Après avoir établi les bases de l’adaptation avec Eric Toledano et Olivier Nakache, nous avons réunis une équipe de scénaristes pour repasser sur les arches de la saison, et que chacun comprenne de quoi il était question dans chaque ligne narrative, et notamment celle du psychanalyste – que chacun allait avoir à prendre en charge. Puis nous avons laissé à nos trois jeunes collaborateurs le soin de choisir la ligne, donc le personnage, avec lequel ils se sentaient le plus d’affinité. Pauline Guéna, qui avait cotoyé pendant un an les agents de la PJ de Versailles pour une enquête litteraire au long cours (et qui donnera 18.3 aux Editions Denoël)  a choisi l’agent de la BRI, Adel Chibane. Nacim Mehtar, le plus jeune d’entre nous, a choisi l’adolescente Camille, et Alexandre Manneville a choisi Ariane, la chirurgienne.
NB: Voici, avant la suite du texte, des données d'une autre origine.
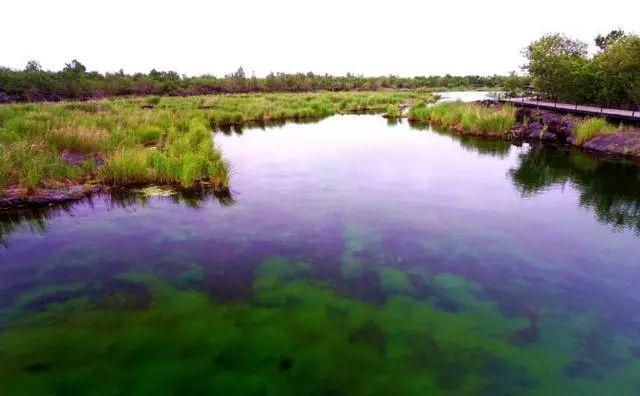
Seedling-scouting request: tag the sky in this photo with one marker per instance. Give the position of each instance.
(371, 38)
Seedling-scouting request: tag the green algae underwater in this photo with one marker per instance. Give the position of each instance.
(295, 336)
(312, 278)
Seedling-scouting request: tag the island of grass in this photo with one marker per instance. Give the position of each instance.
(60, 151)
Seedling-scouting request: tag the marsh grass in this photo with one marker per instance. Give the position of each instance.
(467, 117)
(393, 111)
(168, 143)
(590, 128)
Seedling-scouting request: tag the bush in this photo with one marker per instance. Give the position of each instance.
(591, 127)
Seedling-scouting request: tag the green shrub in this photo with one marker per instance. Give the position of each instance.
(591, 127)
(147, 134)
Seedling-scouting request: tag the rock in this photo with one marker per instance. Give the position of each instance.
(622, 143)
(15, 196)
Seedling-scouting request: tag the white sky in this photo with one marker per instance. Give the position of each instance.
(404, 38)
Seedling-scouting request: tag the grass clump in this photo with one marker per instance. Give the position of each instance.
(466, 117)
(393, 112)
(590, 128)
(138, 143)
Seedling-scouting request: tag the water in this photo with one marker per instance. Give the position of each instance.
(353, 256)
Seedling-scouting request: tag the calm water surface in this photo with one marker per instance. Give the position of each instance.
(353, 257)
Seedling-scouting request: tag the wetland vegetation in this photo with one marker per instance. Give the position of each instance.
(164, 140)
(297, 286)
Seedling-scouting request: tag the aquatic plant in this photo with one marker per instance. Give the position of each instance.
(124, 141)
(590, 128)
(467, 117)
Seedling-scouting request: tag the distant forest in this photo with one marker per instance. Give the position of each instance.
(74, 81)
(562, 69)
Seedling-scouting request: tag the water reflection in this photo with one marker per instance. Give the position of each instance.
(36, 217)
(610, 188)
(349, 248)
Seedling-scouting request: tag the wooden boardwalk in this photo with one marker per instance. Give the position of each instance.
(615, 114)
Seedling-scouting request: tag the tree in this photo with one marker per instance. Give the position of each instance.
(33, 66)
(618, 69)
(604, 41)
(513, 84)
(551, 60)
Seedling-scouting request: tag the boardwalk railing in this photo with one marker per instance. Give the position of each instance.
(534, 101)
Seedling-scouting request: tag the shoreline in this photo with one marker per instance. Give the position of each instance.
(553, 128)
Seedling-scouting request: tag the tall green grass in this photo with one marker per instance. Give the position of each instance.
(468, 117)
(590, 128)
(169, 142)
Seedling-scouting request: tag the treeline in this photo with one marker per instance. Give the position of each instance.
(562, 69)
(33, 84)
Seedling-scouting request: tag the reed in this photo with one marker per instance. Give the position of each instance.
(591, 127)
(164, 140)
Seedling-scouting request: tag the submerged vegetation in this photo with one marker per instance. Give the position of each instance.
(466, 117)
(149, 140)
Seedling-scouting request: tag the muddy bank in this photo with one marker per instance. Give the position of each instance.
(551, 126)
(14, 197)
(548, 126)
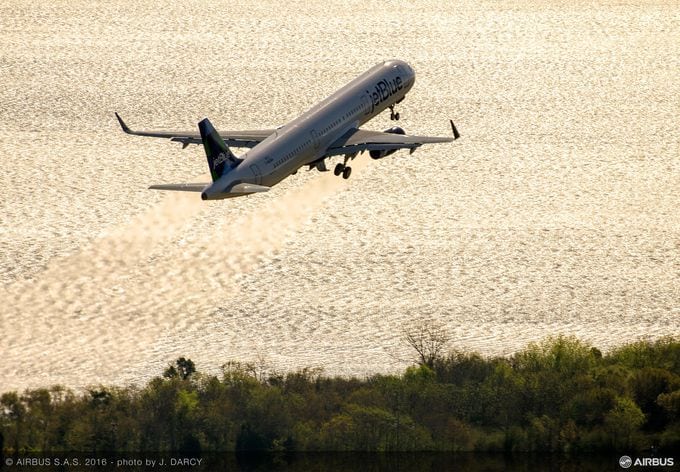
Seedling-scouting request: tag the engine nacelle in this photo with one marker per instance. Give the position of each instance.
(381, 154)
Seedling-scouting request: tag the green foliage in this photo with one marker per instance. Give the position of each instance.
(560, 395)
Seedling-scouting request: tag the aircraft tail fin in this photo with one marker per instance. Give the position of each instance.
(220, 159)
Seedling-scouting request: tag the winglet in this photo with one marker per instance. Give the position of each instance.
(456, 134)
(122, 124)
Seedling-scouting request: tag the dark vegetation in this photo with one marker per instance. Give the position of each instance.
(560, 395)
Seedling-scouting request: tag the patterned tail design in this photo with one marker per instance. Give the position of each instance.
(220, 159)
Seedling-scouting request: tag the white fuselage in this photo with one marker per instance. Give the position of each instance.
(307, 138)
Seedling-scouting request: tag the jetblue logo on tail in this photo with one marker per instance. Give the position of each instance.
(383, 90)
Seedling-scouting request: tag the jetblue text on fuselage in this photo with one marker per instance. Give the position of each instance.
(383, 90)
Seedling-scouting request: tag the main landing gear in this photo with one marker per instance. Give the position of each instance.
(343, 168)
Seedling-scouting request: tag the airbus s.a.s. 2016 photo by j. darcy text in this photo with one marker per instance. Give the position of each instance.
(329, 128)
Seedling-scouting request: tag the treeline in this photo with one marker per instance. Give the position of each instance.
(560, 395)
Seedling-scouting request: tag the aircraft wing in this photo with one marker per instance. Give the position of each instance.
(358, 140)
(248, 138)
(181, 187)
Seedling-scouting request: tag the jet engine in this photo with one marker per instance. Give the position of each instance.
(381, 154)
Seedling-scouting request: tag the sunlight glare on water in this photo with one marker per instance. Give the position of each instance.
(556, 213)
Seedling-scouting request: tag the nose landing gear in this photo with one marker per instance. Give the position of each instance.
(343, 168)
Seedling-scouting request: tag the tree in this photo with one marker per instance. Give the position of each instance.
(622, 421)
(183, 369)
(14, 411)
(429, 338)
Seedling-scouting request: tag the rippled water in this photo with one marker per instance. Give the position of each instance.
(557, 212)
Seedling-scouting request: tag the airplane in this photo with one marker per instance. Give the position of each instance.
(329, 128)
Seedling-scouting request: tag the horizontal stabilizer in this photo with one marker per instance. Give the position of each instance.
(248, 188)
(198, 187)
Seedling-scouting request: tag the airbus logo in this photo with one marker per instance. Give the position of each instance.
(626, 462)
Nous, il nous est resté Damien et Léonora, le couple et Esther, la contrôleuse. Ce n’est pas comme cela que nous procédons habituellement lorsque nous montons un atelier d’écriture. Nous nous partageons le travail d’écriture par épisode, et non pas par personnage.

Poissonsexe, c’est une improbable comédie romantique désespérée. Comment êtes-vous arrivé sur ce projet ?Pouvez-vous nous dire quelques mots sur ce film ?
J’ai rencontré Olivier alors que j’écrivais la deuxième saison d’Ainsi-Soient-Ils. Il avait déjà une base avec tous les éléments que l’on retrouve dans le film: un laborantin dépressif dans un monde où les poissons disparaissent, le désir de paternité, des poissons zèbres, un axolote, les référence à Nietzshe, une jeune femme célibataire, un robot au service de l’armée (à l’époque, c’était un chien), une baleine échouée, etc… et surtout un ton très mélancolique. Tous ses éléments coexistaient dans un capharnaüm impressionnant (et impressionniste). Mon travail, avec Olivier, a consisté à tout détruire (à ce moment-là, ça lui a fait très peur) pour tout reconstruire de façon à ce que ça raconte une histoire.

Quels sont vos projets en cours ou à venir ? Avez-vous des envies pour le futur ?
Je suis, avec Vincent, sur la post-prod’ de deux séries, l’une pour Netflix, qui est une adaptation d’un roman d’Harlan Coben (Disparue à jamais), l’autre pour la RTS (La chance de ta vie). Pour la RTS, nous développons, avec Perpetual Soup, la boîte de production que nous avons créé avec Jérémy Sahel, une série teen fantastique : The Other Girl.